The detrimental effect depression has on outcomes in patients with existing CHD is better established.   In post-myocardial infarction (MI) patients, Frasure-Smith and colleagues demonstrated that the risk of death in the first six months after MI for patients with major depression was five times that of the nondepressed patients, with an odds ratio of 4.29.8  Lesperance and colleagues followed 896 post-MI patients for five years, evaluating depression during admission and again one year after MI, and found a significant dose-response relationship between initial in-hospital depressive symptoms and cardiac mortality.9  Depression also worsens outcomes in patients undergoing coronary artery bypass surgery (CABG).  In a prospective study, which included 966 patients undergoing CABG, higher levels of depression symptoms at the time of CABG are a strong risk factor for lack of functional benefits six months after CABG.10

The effect depression has on CHD is likely secondary to combination of physiologic and behavioral factors.  Multiple physiologic derangements have been described in patients with depression include high sympathetic tone and catecholamine levels, hypercortisolemia, abnormal platelet activation, increased inflammatory markers and endothelial dysfunction.11, 12,13,14  Rumsfield and Ho proposed a unifying stress-response hypothesis, which proposes that patients with depression are in essence in a constant state of perceived stress.  This results in continuous upregulation of hypothalamus-pituitary-adrenal axis (HPA) and sympathetic adrenomedullary (SA) system.  Stress results in serotonin dysregulation and state of depression.15,16  Persistent HPA and SA activation leads to observed abnormalities in platelet function, inflammation, and endothelial function.  This hypothesis can potentially explain how depression could be a risk factor for CHD and the increase morbidity and mortality in patients with preexisting CHD.17

Behavioral factors linking depression with morbidity and mortality in CHD patients, such as poor self-care and compliance with cardiac treatment regimens, continued smoking, low motivation to change lifestyle, and low participation in cardiac rehabilitation are also important to recognize.

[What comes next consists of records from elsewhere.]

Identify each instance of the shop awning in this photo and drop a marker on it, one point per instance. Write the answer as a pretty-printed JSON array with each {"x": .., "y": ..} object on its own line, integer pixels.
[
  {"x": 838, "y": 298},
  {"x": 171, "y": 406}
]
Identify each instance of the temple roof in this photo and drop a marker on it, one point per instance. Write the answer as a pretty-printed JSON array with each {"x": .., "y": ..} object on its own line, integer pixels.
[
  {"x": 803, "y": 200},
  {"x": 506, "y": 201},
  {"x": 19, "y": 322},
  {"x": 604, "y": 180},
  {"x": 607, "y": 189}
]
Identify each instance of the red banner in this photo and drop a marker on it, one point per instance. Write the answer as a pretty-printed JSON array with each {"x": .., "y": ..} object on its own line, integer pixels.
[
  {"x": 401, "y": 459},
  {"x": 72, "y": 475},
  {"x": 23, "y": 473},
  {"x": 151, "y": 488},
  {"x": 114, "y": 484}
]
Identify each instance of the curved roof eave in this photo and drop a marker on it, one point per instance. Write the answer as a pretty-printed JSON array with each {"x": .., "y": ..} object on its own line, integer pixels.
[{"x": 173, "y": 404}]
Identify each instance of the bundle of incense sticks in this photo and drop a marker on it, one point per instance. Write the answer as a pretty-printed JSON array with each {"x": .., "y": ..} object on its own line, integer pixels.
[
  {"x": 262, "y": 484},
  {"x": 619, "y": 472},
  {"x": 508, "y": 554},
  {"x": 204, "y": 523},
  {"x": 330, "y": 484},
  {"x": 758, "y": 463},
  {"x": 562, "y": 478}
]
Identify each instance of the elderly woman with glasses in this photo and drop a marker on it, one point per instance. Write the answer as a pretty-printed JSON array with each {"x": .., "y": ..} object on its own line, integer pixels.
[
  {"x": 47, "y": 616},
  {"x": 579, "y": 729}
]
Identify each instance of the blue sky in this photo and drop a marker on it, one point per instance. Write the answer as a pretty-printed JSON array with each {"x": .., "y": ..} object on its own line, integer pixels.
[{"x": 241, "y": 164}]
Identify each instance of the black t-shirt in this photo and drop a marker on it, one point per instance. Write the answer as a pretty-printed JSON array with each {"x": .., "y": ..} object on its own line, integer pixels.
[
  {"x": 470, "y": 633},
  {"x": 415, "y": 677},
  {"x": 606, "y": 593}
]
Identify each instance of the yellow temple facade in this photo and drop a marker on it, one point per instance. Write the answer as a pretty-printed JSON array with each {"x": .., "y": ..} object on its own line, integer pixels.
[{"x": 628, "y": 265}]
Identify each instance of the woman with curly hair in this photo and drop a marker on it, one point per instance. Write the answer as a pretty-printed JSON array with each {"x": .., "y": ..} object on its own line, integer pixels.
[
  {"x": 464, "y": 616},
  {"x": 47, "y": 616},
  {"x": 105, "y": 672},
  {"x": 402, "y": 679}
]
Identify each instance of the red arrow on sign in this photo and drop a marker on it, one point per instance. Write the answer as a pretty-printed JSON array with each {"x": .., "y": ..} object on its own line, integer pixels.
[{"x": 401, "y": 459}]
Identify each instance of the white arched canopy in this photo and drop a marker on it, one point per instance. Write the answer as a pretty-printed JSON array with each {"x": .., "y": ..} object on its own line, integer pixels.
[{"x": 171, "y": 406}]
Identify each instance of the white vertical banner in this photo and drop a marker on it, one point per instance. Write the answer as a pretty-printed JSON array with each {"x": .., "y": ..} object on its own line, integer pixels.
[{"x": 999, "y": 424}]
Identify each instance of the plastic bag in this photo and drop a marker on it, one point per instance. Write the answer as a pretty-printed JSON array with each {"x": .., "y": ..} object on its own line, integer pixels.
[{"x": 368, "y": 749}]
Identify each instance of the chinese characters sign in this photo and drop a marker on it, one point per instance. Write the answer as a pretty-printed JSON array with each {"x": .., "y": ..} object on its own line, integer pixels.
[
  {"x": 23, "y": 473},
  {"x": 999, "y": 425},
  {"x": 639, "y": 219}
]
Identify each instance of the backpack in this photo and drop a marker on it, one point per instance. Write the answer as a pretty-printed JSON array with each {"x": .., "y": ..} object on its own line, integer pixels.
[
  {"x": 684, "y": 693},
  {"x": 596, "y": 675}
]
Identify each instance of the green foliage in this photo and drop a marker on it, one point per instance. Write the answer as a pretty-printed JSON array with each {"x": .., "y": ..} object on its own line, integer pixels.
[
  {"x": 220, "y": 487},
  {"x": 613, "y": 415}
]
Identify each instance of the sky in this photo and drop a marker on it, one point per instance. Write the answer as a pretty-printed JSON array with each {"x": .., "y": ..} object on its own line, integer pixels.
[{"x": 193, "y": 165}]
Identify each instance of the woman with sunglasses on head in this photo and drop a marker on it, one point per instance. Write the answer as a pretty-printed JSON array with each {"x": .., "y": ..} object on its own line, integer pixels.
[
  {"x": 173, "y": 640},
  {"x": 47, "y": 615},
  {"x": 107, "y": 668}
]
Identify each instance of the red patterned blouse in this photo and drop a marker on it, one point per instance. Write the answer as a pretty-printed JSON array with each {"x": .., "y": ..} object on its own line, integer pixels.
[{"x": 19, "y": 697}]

In patients with CHD, several small clinical trials suggest that treatment of depression successfully reduced anxiety and depression, and thus facilitated the modification of cardiac risk factors.18,19,20  Serotonine reuptake inhibitors (SSRI) are considered safe and antidepressant class of choice in patients with CHD.

Swenson and colleagues demonstrated that sertraline treatment is associated with clinically meaningful improvement in multiple quality-of-life domains in patients with acute coronary syndrome and recurrent depression.21  It is possible that SSRIs benefit in patients with CHD is primarily through modification of depression-mediated mechanisms, such as compliance with medication, diet and exercise.22  Along with their effect on depression, SSRIs have an inhibitory effect on platelet activation and, therefore, may theoretically be another mechanism for benefit seen in CHD patients.